With the Academy awards on the horizon, and the fact that both Bigelow and Cameron will be competing for the top directors’ prize, it seems like a perfect time to revisit the two’s cult science fiction collaboration, Strange Days, from more than decade and a half ago. Directed by Kathryn Bigelow, with a story and screenplay written by former husband James Cameron, Strange Days is another in a line of many science fiction films from the 90’s that capitalized on the popularity of virtual reality and cyber-punk (i.e. Total Recal, The Matrix, Virtuosity, Johnny Mnemonic, Dark City). Opening with an armed robbery shot in the point of view of the robbers, the film proves right off the bat that Bigelow can direct an adrenaline filled action sequence as good as any male director. Sadly what takes place after is a script marred by poorly written dialogue, recycled ideas from William Gibson and Philip K. Dick, and a celebration of terrible action film cliches. Set on December of 1999, just four years from the film’s initial release year, in what appears to be a futuristic Los Angeles, though more resembles an anarchic wasteland of violence, prostitution and racial indifference (Think a fusion between the sleazy underbelly of Martin Scorsese’s Taxi Driver and the futuristic Detroit from Robocop), the film follows an ex-cop turned street hustler named Lenny Nero who is a SQUID recordings dealer. SQUID recordings which are recorded experiences from one’s cerebral cortex and played on a Mini-disc. When Nero (Ralph Fiennes in a fun over-the-top performance) is given a snuff SQUID recording of a killing of an old friend, our protagonist is then drawn into a mystery that goes as deep as to police corruption to the endangerment of Nero’s ex-girlfriend (played by Juliette Lewis in what may be the actress’ worst performance ever). The story becomes even more convoluted with the death of a rapper, rising sexual tensions between Nero and his bodyguard friend Mace (played by Angela Bassett), and the mass hysteria surrounding Y2K. The film is juggling far too many subjects while trying to walk the thin line between a serious provocative sci-fi thriller and an entertaining popcorn film; Sadly it achieves neither (it’s 145 minute run-time is far too long for a popcorn film and it’s far to cheesy to work as a serious thriller). A big chunk of the film revolves around the death of a rapper named Jeriko
One who is murdered by the LAPD and the SQUID recording of the event. It’s an interesting allusion to the Rodney King tape and could have made for a very fascinating subject for a sci-fi film, but the script mucks it ups. The first problem is that the slain rapper is regarded as highly respected figure in the black community even though he is partying all night with hookers. Had the character been modeled more after a real life controversial but respected figure, someone like Louis Farrakhan or Huey P. Newton, it might have not been so laughable. Second the cops who murdered rapper aren’t fleshed out at all. The two characters basically just go through the whole film with a very bad mood and curse out racial slurs as if they were lifted from one of Spike Lee’s films. It also doesn’t help that Cameron, along with Woody Allen, maybe the worst high profile screenwriter to write for African American characters. I was also shocked to see that the film wasn’t based off a novel or a short story from Philip K. dick or William Gibson or any other big cult sci-fi writer from the 70s and 80s because the film borrows so many ideas from them. I don’t think he even mentions them in the credits. This was not the case when David Cronenberg released his own virtual reality sci fi film, his semi sequel to his 83 masterpiece Videodrome, eXistenZ . That film also borrowed many ideas from those authors mentioned before (especially Dick) but Cronenberg never denied it and actually stated the film to have been a homage. I wish Cameron and Bigelow had done that as well, but that doesn’t seem to be the case nor is it really that big of a deal I guess. And finally, one other big problem that is hard to overlook is how futuristic the film is even though its only four years in the future. Cameron did this in Terminator 2 as well (having the film take place in ’97 while coming out in 92) but in that film, technology don’t make such a gigantic leap making that film work and Strange Days fall short.
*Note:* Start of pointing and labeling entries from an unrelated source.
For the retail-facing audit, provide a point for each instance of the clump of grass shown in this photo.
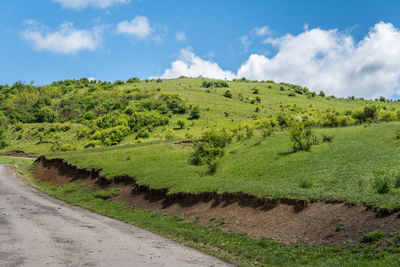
(327, 138)
(305, 184)
(396, 180)
(373, 237)
(381, 182)
(338, 229)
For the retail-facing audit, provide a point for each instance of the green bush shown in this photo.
(92, 143)
(208, 84)
(18, 126)
(301, 136)
(194, 113)
(111, 136)
(210, 149)
(228, 94)
(327, 138)
(181, 123)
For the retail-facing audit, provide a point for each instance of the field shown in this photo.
(149, 131)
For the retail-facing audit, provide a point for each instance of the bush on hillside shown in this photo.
(301, 136)
(208, 84)
(210, 149)
(194, 113)
(228, 94)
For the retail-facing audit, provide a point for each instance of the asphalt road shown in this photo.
(37, 230)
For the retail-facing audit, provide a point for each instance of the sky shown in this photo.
(344, 48)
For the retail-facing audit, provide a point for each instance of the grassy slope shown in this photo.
(239, 249)
(341, 170)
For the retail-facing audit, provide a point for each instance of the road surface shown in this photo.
(37, 230)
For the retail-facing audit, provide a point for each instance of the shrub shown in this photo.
(327, 138)
(387, 115)
(228, 94)
(3, 141)
(210, 149)
(46, 114)
(208, 84)
(169, 134)
(92, 143)
(194, 113)
(181, 123)
(133, 80)
(301, 136)
(111, 136)
(18, 126)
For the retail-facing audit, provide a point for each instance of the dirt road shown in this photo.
(37, 230)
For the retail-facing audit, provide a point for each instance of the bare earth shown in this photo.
(37, 230)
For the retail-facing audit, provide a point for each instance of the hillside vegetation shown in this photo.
(264, 138)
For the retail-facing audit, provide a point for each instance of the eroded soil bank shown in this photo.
(284, 220)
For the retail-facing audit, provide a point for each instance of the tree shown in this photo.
(181, 123)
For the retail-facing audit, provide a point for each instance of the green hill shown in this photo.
(135, 128)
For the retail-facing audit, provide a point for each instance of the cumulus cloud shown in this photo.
(180, 36)
(80, 4)
(327, 60)
(330, 60)
(190, 65)
(256, 32)
(139, 27)
(66, 39)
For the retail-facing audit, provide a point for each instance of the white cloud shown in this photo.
(65, 40)
(256, 32)
(261, 31)
(180, 36)
(80, 4)
(326, 60)
(190, 65)
(331, 61)
(139, 27)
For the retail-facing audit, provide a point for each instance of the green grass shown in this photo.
(340, 170)
(236, 248)
(16, 160)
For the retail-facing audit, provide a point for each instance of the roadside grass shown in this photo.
(236, 248)
(340, 170)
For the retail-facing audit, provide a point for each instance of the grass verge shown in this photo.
(237, 248)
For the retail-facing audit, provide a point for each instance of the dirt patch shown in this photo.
(284, 220)
(19, 153)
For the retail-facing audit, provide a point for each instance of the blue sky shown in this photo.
(47, 40)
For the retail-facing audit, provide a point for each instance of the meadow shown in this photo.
(273, 140)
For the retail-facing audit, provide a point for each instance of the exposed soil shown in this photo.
(19, 153)
(284, 220)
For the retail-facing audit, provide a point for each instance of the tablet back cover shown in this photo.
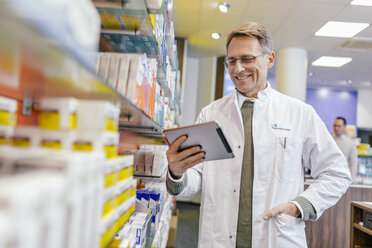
(208, 135)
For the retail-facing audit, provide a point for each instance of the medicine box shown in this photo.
(58, 113)
(8, 110)
(98, 115)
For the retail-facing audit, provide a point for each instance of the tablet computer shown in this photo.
(208, 135)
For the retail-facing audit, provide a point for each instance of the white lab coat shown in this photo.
(278, 173)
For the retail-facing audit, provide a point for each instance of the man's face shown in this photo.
(339, 127)
(250, 78)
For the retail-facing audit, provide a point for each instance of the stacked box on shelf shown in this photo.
(73, 146)
(150, 160)
(132, 75)
(32, 213)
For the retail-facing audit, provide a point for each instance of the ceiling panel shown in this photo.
(189, 6)
(290, 22)
(353, 13)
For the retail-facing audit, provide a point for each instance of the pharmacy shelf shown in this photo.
(50, 70)
(150, 176)
(127, 29)
(126, 41)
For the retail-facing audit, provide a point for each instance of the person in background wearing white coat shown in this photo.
(346, 145)
(257, 199)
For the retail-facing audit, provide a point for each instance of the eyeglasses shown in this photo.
(244, 61)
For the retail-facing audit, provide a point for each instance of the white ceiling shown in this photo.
(292, 23)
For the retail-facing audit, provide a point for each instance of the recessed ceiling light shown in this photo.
(328, 61)
(216, 36)
(341, 29)
(362, 2)
(224, 7)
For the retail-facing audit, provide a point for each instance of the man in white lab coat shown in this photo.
(257, 199)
But the most disappointing thing of all might be the fact that the premise is really cool and the film begins so brilliantly, only to degenerate into a mindless action film with a hammy B movie “whodunit” mystery in the center. It only gets worse when you think about the people involved in making such a disappointment: The three main leads were all coming off oscar performances, Cameron had just made his magnum opus (Terminator 2) , and Bigelow who is nothing if not a shoe-in for this years Best Director Oscar. It’s a film i really tried to like because there are some good ideas as well as good filmmaking but the film just never gets it right.